Mexican cartels target and recruit young adults through social media
Members use images of guns, money and girls to appeal to youths
In Mexico, as the drug market continues to grow, so has the power and influence of drug cartels. The nation has been the centerfold for drug flow into the United States for decades and is laden with military-like cartels that clash amongst the authorities and one another.
Part of the reason Mexican cartels have been able to gain power is due to their recruitment efforts that target young men, typically late teens to those in their early 20s.
Social media is a significant component of recruitment and appeal. Although the bravado boasted by those within cartel networks is not new, social media platforms have served as a modern medium to display such “perks.”
Instagram accounts run by alleged cartel members show these individuals flashing guns, exotic cars and more to thousands of impressionable eyes. The indirect solicitation is intended to attract the interest of young men yearning for what’s at play, whether it be money, power or women.
In a nation like Mexico where a significant portion of the population lives in poverty, the luxurious lifestyle touted by cartel members can make the life of a cartel member seem like a lifeline. Members push the narrative that with hard work and loyalty toward a cartel, anyone can have a luxurious life – leaving out how dangerous and illegal that life is.
Cartel members also employ direct recruitment efforts through social media. Military-esque ads have been uploaded to sites like Facebook and Instagram advertising cartels and their wages.
Fransico Uribe, a 20-year-old who lived in Mexico, has seen this firsthand. He was contacted by a cartel member, a former classmate, in an attempt to recruit him. The classmate of his sent him and his friends an invitation to join the Sinaloa cartel.

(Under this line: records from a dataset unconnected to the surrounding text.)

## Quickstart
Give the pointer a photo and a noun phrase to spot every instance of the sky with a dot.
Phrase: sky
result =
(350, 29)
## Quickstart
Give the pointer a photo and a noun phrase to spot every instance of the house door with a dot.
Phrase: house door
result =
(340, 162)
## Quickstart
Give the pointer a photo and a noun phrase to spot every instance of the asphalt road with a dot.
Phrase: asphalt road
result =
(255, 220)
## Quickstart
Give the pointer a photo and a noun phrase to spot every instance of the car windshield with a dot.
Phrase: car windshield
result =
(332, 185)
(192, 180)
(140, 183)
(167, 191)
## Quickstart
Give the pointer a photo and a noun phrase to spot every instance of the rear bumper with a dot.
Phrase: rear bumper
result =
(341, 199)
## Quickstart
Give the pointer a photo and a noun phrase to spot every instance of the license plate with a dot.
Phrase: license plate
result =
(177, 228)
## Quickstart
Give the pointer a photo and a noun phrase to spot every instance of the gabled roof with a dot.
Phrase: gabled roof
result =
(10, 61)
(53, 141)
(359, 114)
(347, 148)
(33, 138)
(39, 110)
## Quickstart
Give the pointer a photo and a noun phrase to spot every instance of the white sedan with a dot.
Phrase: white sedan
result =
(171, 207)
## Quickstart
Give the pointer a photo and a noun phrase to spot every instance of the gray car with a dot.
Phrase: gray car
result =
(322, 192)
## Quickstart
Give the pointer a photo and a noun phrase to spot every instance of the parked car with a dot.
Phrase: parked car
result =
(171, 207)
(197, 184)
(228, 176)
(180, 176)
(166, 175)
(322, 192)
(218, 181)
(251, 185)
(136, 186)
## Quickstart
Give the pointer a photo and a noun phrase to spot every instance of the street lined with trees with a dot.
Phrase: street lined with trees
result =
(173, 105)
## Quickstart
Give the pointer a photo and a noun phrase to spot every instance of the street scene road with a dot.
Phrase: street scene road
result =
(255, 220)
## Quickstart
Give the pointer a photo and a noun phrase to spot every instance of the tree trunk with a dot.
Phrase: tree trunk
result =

“I had a couple of classes with him and I knew he was involved but I never imagined he would have ever invited us to join,” Uribe said. “He sometimes posts pictures of him in the middle of nowhere with other people around dressed in military gear.”
The reach and growth these cartels are having is of concern, particularly due to the nature of what recruited members are being brought into. The violence and instability perpetuated by drug traffickers is not activity that a person can merely walk away from.
The growth of cartel activity is not limited to Mexico. Global drug trafficking has accumulated around $32 billion annually, according to an estimation conducted by the United Nations Office on Drugs and Crime.
With seemingly unfettered growth, it is unlikely that these recruitment campaigns will cease any time soon.
Kate Savannah • Apr 14, 2024 at 1:20 pm
Your photo makes all of your writing suspect. You have the zero idea of what cartel members look like. Google buchones/buchonas. No wonder nobody trusts journalists any longer.
The photo you show is of Subcomandante Marcos and the Zapatistas, an indigenous Mayan group that has been fighting against oppression by the Mexican government for years. The have zero connection with the cartels.